In-Depth [retrospective cohort]: This was a retrospective cohort study of 6359 patients started on warfarin between January 2010 and December 2016 for atrial fibrillation or venous thromboembolism. Follow up occurred until December 2017. Exclusion criteria included receipt of direct oral anticoagulants, myocardial infarction within six months of warfarin initiation, and history of heart valve replacement (mechanical or bioprosthetic). Patients were recruited through the Blue Cross Blue Shield of Michigan–sponsored Michigan Anticoagulation Quality Improvement Initiative (MAQI2) registry. Data was collected on patient demographics, comorbidities, thrombosis and bleeding risk factors, and medications. Primary bleeding outcomes included any patient reported bleeding, major bleeding (as defined by International Society on thrombosis and hemostasis), emergency department visits for bleeding, and hospitalizations for bleeding. Primary thrombosis outcomes included ischemic strokes, transient ischemic attacks (TIAs), acute coronary syndrome/myocardial infarctions (ACS/MI), emergency room visits for thrombosis, and hospitalizations for thrombosis. Mortality data was also collected.

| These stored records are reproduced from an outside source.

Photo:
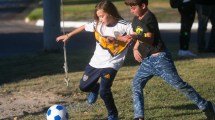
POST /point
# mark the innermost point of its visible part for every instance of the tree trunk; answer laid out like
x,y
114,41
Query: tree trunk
x,y
51,29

There were 1844 propensity matched pairs (3688 total patients) of patients on warfarin alone versus warfarin with aspirin. 2453 (37.5%) were receiving aspirin without clear indication. In propensity matched groups, patients on aspirin and warfarin had more overall bleeding events (cumulative incidence at one year 26.0% [95% CI 23.8%-28.3%] vs 20.3% [95% CI 18.3%-22.3%] p<0.001), more major bleeding (cumulative incidence at one year 5.7% [95% CI 4.6%-7.1%] vs 3.3% [95% CI 2.4%-4.3%] p<.001), more emergency room visits for bleeding (cumulative incidence at one year 13.3% [95% CI 11.6%-15.1%] vs 9.8% [95% CI 8.4%-11.4.%] p<.001), and more hospitalizations for bleeding (cumulative incidence at one year 8.1% [95% CI 6.8%-9.6%] vs 5.2% [95% CI 4.1%-6.4%] p<.001). There was no difference in thrombotic events for those on aspirin and warfarin (cumulative incidence at one year 2.3% [95% CI 1.6%-3.1%] vs 2.7% [95% CI 2.0%-3.6%] p=0.40). There was no difference in mortality for those on aspirin and warfarin (cumulative incidence at one year 4.4% [95% CI 3.4%-5.6%] vs 3.7% [95% CI 2.8%-4.8%] p=0.34).